Peroxynitrite decomposition catalyst prevents matrix metalloproteinase-9 activation and neurovascular injury after hemoglobin injection into the caudate nucleus of rats.

Hemoglobin (Hb) is a major constituent of blood and a potent mediator of oxidative or nitrative stress after intracerebral hemorrhage (ICH). Our previous study demonstrated that Hb could induce abundant peroxynitrite (ONOO(-)) formation in vivo, which may be involved in the blood-brain barrier (BBB) disruption, however, the drug intervention is absent and also the underlying mechanism.

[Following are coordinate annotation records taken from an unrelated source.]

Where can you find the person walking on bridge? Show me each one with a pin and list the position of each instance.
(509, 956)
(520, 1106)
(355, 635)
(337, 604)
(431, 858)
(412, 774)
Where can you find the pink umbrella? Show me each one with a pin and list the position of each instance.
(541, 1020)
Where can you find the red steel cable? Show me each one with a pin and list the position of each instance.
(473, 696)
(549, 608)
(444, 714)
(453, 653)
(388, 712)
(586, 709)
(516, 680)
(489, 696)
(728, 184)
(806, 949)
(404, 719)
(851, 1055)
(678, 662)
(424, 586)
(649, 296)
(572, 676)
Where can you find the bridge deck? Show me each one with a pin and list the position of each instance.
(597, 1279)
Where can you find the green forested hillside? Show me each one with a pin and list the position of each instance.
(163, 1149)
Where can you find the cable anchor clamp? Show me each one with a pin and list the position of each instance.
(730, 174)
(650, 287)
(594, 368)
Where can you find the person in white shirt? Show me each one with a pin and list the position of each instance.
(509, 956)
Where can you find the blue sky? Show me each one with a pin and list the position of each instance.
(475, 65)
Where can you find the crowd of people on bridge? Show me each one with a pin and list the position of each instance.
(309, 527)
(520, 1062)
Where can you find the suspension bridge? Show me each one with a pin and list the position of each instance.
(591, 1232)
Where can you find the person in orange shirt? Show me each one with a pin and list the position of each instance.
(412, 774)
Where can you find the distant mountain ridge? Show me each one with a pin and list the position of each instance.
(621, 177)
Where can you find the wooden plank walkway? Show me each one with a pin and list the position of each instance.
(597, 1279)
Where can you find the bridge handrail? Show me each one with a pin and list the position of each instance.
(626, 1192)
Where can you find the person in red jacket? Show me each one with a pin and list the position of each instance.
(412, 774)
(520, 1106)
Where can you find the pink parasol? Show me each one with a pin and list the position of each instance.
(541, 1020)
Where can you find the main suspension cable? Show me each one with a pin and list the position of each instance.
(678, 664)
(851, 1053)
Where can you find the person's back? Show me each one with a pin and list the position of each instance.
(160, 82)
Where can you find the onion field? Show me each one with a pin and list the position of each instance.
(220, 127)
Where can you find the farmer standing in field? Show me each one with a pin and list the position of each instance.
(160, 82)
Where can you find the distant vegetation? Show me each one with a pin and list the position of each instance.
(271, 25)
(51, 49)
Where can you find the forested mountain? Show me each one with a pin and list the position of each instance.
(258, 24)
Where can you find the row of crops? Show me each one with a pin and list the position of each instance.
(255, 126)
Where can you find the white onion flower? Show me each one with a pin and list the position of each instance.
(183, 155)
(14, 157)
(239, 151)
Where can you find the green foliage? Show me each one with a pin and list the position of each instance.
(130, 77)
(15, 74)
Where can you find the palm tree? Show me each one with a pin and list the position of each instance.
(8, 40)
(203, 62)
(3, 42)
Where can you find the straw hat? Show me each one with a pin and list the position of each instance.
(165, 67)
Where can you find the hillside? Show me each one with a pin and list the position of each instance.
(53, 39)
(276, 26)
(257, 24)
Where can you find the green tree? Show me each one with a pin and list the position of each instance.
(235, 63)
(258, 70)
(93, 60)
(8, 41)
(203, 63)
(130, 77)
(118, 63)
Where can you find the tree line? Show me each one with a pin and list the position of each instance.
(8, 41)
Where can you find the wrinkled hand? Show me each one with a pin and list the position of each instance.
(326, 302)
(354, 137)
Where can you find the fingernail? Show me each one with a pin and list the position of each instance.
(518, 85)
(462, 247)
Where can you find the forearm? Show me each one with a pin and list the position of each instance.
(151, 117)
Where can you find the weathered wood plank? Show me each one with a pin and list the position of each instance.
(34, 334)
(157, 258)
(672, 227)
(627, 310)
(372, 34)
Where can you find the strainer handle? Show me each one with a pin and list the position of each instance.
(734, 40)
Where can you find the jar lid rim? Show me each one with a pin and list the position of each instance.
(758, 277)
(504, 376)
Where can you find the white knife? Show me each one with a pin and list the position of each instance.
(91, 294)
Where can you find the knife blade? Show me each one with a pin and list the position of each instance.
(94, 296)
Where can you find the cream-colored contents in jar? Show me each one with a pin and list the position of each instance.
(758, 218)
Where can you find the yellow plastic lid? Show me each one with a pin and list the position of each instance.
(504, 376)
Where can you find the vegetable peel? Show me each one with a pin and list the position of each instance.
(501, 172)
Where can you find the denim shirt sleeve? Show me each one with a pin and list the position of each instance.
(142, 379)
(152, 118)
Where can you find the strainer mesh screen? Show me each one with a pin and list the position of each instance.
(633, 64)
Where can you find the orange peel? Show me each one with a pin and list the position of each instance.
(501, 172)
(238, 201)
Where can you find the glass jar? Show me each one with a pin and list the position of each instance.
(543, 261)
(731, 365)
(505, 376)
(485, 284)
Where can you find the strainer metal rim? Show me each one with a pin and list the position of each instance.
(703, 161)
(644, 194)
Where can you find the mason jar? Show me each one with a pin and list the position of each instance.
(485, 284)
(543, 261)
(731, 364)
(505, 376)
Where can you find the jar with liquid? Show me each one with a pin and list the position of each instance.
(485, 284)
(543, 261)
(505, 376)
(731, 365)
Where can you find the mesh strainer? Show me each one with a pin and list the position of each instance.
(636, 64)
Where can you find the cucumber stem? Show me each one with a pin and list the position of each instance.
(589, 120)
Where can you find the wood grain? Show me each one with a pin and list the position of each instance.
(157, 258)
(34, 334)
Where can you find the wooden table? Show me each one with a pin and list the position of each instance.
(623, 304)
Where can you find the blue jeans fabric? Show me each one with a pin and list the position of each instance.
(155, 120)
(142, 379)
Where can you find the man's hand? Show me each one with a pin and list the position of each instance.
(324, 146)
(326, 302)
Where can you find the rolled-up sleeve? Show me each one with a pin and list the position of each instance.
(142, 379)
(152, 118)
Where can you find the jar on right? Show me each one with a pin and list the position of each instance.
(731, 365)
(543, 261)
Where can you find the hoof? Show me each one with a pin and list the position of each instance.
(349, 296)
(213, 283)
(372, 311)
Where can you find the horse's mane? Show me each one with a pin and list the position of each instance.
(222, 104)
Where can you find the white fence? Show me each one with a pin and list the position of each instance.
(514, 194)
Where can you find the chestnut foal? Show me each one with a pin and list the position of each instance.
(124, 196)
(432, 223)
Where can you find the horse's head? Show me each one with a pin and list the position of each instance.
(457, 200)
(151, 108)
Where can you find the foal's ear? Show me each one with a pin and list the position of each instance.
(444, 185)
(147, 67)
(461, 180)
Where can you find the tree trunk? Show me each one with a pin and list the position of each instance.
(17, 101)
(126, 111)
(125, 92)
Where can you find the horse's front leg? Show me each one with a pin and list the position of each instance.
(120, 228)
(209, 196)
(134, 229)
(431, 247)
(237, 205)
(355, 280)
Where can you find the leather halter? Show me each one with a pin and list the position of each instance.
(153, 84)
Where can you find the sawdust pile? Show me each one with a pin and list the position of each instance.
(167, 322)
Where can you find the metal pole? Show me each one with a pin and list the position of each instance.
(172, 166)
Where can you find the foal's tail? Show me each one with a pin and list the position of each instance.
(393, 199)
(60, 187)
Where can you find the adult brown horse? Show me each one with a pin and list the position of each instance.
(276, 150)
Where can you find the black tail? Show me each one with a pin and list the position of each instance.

Using an experimental stroke model by injecting Hb into the caudate nucleus of male Sprague-Dawley rats, we assessed the role of ONOO(-) decomposition catalyst, 5,10,15,20-tetrakis (4-sulfonatophenyl) porphyrinato iron(III) [FeTPPS] in the activation of MMP-9 and Hb-induced neurovascular injuries. 3-Nitrotyrosine (3-NT, as an index of ONOO(-) formation) and NF-κB expression was measured by western blot (WB) and immunohistochemistry (IHC)/immunofluorescence (IF). Activity of MMP was evaluated by in situ zymography. Neurovascular injury was assessed using zonula occludens-1 (ZO-1) by WB and IF, fibronectin (FN) and neuron-specific nuclear protein (NeuN) IHC. Perihematomal cell death was determined by TUNEL assay. Behavioral outcome was measured by modified neurological severity score (mNSS) test. At the injured striata, profuse 3-NT was produced and mainly expressed in neutrophils and microglia/macrophages. 3-NT formation significantly colocalized with nuclear factor-κB (NF-κB) expression. In situ zymography showed that gelatinase activity was mostly co-localized with neurons and blood vessel walls and partly with neutrophils and microglia/macrophages. Enhanced 3-NT production, NF-κB induction and MMP-9 activation were obviously reduced after FeTPPS treatment. Hb-induced injury to tight junction protein (ZO-1), basal lamina of FN-immunopositive microvasculature and neural cells was evidently ameliorated by FeTPPS. In addition, apoptotic cell numbers as well as behavioral deficits were also improved. The present study shows that the administration of the ONOO(-) decomposition catalyst FeTPPS protects against Hb-induced neurovascular injuries and improves neurological function, which possibly in part by suppressing MMP-9 activation.